Wavepacket and Reduced-Density Approaches for High-Dimensional Quantum Dynamics: Application to the Nonlinear Spectroscopy of Asymmetrical Light-Harvesting Building Blocks

TL;DR

This paper compares wavepacket and reduced-density matrix methods for simulating high-dimensional quantum dynamics in light-harvesting systems, demonstrating their application to nonlinear spectroscopy and ultrafast excitation-energy transfer in complex molecular models.

Contribution

It introduces a combined approach using ML-MCTDH and HEOM for high-dimensional quantum dynamics and applies it to model ultrafast EET and spectroscopy in asymmetrical PPE dendrimers.

Findings

ML-MCTDH and HEOM methods effectively simulate 93-dimensional vibronic dynamics.

High-frequency vibrational modes are crucial for EET dynamics.

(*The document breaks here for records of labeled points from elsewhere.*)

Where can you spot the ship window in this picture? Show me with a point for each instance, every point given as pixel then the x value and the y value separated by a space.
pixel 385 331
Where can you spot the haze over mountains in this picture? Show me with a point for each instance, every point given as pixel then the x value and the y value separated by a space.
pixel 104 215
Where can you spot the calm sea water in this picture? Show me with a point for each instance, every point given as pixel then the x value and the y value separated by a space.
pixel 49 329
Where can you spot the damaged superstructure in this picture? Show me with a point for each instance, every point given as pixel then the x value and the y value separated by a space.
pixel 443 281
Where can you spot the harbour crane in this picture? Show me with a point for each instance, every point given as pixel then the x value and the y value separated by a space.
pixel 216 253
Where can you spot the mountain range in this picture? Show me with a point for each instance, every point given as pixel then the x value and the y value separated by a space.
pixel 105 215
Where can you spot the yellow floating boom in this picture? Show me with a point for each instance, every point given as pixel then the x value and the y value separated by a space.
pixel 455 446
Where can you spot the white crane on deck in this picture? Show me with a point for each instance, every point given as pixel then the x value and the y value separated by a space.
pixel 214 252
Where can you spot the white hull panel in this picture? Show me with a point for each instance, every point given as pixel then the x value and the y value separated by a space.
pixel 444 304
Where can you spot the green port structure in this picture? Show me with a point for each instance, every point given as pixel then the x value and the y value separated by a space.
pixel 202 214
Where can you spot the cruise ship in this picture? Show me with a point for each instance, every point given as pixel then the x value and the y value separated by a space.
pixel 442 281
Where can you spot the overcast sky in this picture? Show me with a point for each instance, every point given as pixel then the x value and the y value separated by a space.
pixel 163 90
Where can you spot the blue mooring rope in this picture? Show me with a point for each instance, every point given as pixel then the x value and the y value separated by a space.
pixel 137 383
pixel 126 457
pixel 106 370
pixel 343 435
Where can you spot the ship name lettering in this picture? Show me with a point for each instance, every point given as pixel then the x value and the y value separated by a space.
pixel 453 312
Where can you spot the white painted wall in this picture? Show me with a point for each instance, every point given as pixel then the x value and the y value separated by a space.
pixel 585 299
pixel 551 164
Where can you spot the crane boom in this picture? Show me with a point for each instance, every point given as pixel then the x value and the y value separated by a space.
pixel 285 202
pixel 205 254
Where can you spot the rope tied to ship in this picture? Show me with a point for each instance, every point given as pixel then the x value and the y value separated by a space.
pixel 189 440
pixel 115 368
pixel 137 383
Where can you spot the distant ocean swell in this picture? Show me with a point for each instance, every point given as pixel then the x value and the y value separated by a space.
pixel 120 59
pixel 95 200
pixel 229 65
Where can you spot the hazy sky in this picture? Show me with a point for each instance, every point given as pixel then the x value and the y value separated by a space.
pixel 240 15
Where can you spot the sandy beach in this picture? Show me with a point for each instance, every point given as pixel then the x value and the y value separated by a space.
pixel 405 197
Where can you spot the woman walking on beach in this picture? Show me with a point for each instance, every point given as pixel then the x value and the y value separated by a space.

Minimal vibronic-coupling models can predict polarization-sensitive signals.

Abstract

Excitation-energy transfer (EET) and relaxation in an optically excited building block of poly(phenylene ethynylene) (PPE) dendrimers are simulated using wavepackets with the multilayer multiconfiguration time-dependent Hartree (ML-MCTDH) method and reduced-density matrices with the hierachical equations of motion (HEOM) approach. The dynamics of the ultrafast electronic funneling between the first two excited electronic states in the asymmetrically meta-substituted PPE oligomer with two rings on one branch and three rings on the other side, with a shared ring in between, is treated with 93-dimensional ab initio vibronic-coupling Hamiltonian (VCH) models, either linear or with bilinear and quadratic terms. The linear VCH model is also used to calibrate an open quantum system that falls in a computationally demanding non-perturbative non-Markovian regime. The linear-response absorption and emission spectra are simulated with both the ML-MCTDH and HEOM methods. The latter is further used to explore the nonlinear regime towards two-dimensional (2D) spectroscopy. We illustrate how a minimal VCH model with the two main active bright states and the impulsive-pulse limit in third-order response theory may provide at lower cost polarization-sensitive time-resolved signals that monitor the early EET dynamics. We also confirm the essential role played by the high-frequency acetylenic and quinoidal vibrational modes.